Secondary school brought the waking nightmare of cruel and elitist teachers, with a few kindly and encouraging exceptions. If I’d walked in with a confident swagger, it’s entirely possible I could have had an easier time. But the way things were, I felt a sense of foreboding every time I put on my sports uniform.
I never learned to use my body in a way that incorporated the strengths that I had. If only I’d known there’s more to sport than speed – and far more to education than competition.
Three months ago I arrived at pulmonary rehab with Jesse, my physiotherapist. It was a hand up and out of the murky fear I’d been stuck in. Her warmth and encouragement gave me a fresh start.
Over six weeks I learned how to safely move my body. We started with walking and dainty hand weights to reacquaint my lungs with airflow. Each week the weights became bigger. I got stronger and stronger, and started to feel something new. I looked forward to that feeling every day and still do – walking, cycling and weights are now a joyful priority.
My body can be a tricky place to live for so many reasons, but seeing myself reflected in the gaze of someone I trust was key to changing the narrative. Every step up in my progress was celebrated, there were no caveats or moments of self-deprecation.
The message that I could love my body – with nothing to fear or feel ashamed of – wove its way into my sense of self. Earning my place was important but it helped that I was granted permission by someone who knew their stuff. Anyone can be kind, but being given the building blocks I needed, because I was ready, meant a lot.
Learning to love exercise as an adult probably depends on what makes you tick. Small, measurable and technical increments towards a goal – alongside an encouraging expert – may work for some, while gentle strolls in nature for some much-needed peace might light a spark for others.

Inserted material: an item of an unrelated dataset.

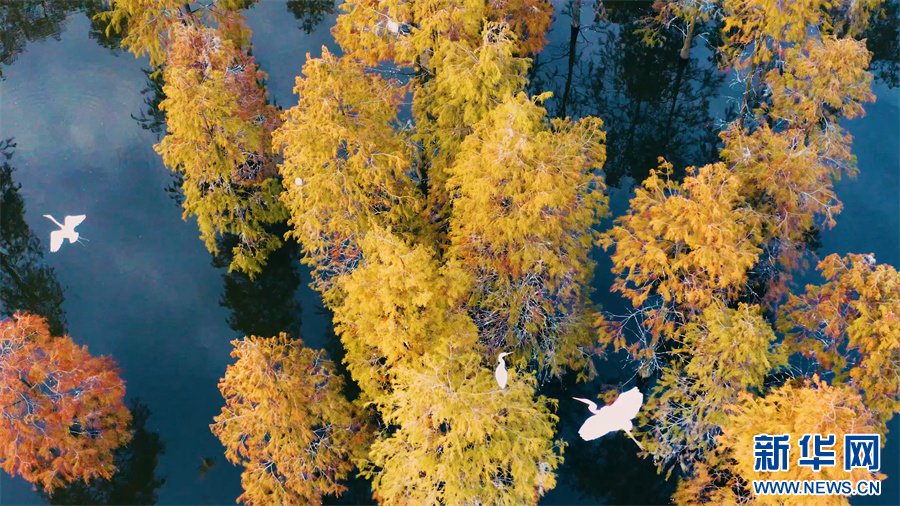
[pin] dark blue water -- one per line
(145, 290)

Like learning to ride a bike, there’s a moment when you’re off and away and you can’t quite believe it at first, the feeling of freedom without those guiding hands. Once you find it, it never leaves you.
My physical education came at age 41. I’ve been welcomed into a headspace and lifestyle that I didn’t know I was allowed to step into. My gratitude overshadows my resentment, but I do feel intense sadness for that cute kid who just wanted to have a turn like everyone else.